Um ano mais tarde, Jean e George Spear casaram-se, em Kingston Upon Thames, terra-natal dela, que usou um vestido de noiva emprestado pela filha do talhante. Festejaram 75 anos de casados no passado dia 22 de agosto. Morreram agora, na última sexta-feira, depois de ambos serem internados no Queensway Carleton Hospital, na capital canadiana, ela com uma pneumonia, ele sem causa aparente senão um sono muito profundo.

Jean morreu às 4h30 da madrugada, ele logo depois, às 9h45. “Contamos histórias para tentarmos sentir-nos melhor. Mas isto desafia qualquer tipo de lógica. Fomos surpreendidos com a rapidez com que tudo aconteceu”, disse ao Ottawa Citizen a filha mais velha, Heather, 70 anos (Ian, o mais novo, tem 67).

Apesar de casados desde 1942, Jean e George só começaram a viver juntos dois anos depois — depois de Londres, ele foi enviado para Itália e para o Norte de África e só a seguir para Otava.
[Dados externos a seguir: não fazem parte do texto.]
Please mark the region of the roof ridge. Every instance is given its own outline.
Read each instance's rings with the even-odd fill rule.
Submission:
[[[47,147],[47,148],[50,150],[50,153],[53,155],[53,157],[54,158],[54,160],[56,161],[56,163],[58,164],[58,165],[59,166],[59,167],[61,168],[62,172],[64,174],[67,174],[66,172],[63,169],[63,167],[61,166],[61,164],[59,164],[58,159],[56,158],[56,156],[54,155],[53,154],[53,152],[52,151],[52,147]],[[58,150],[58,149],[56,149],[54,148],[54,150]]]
Com a guerra ainda a decorrer, em 1944 ele tratou de tudo para que ela pudesse embarcar num comboio naval da Cruz Vermelha em Londres, com destino ao Canadá. Foi uma operação digna de agente secreto, conta o jornal canadiano: Jean recebeu um telefonema com ordens para fazer as malas e se encontrar com uma mulher, que nunca antes tinha visto, no porto. Nem tempo para se despedir da família teve. Quando chegou a Otava, tratou de ajudar quem deixara para trás.

Foi o programa que montou, através do qual durante o último ano da guerra uma centena de famílias de Londres receberam alimentos enviados por outras tantas canadianas, que chamou a atenção da família real britânica, que em 2006 a condecorou com a Ordem do Império Britânico. E que em 2011 valeu ao casal um convite para uma receção organizada em Otava em honra do Príncipe William e da Duquesa de Cambridge.

Durante o jantar, George fez questão de mostrar a Kate Middleton a primeira fotografia que tirou com Jean, na primeira vez que saíram juntos. Ela perguntou-lhe se tinha andado sempre com ela, até ao fim da guerra. “Até ao fim da guerra e depois dela”, respondeu ele.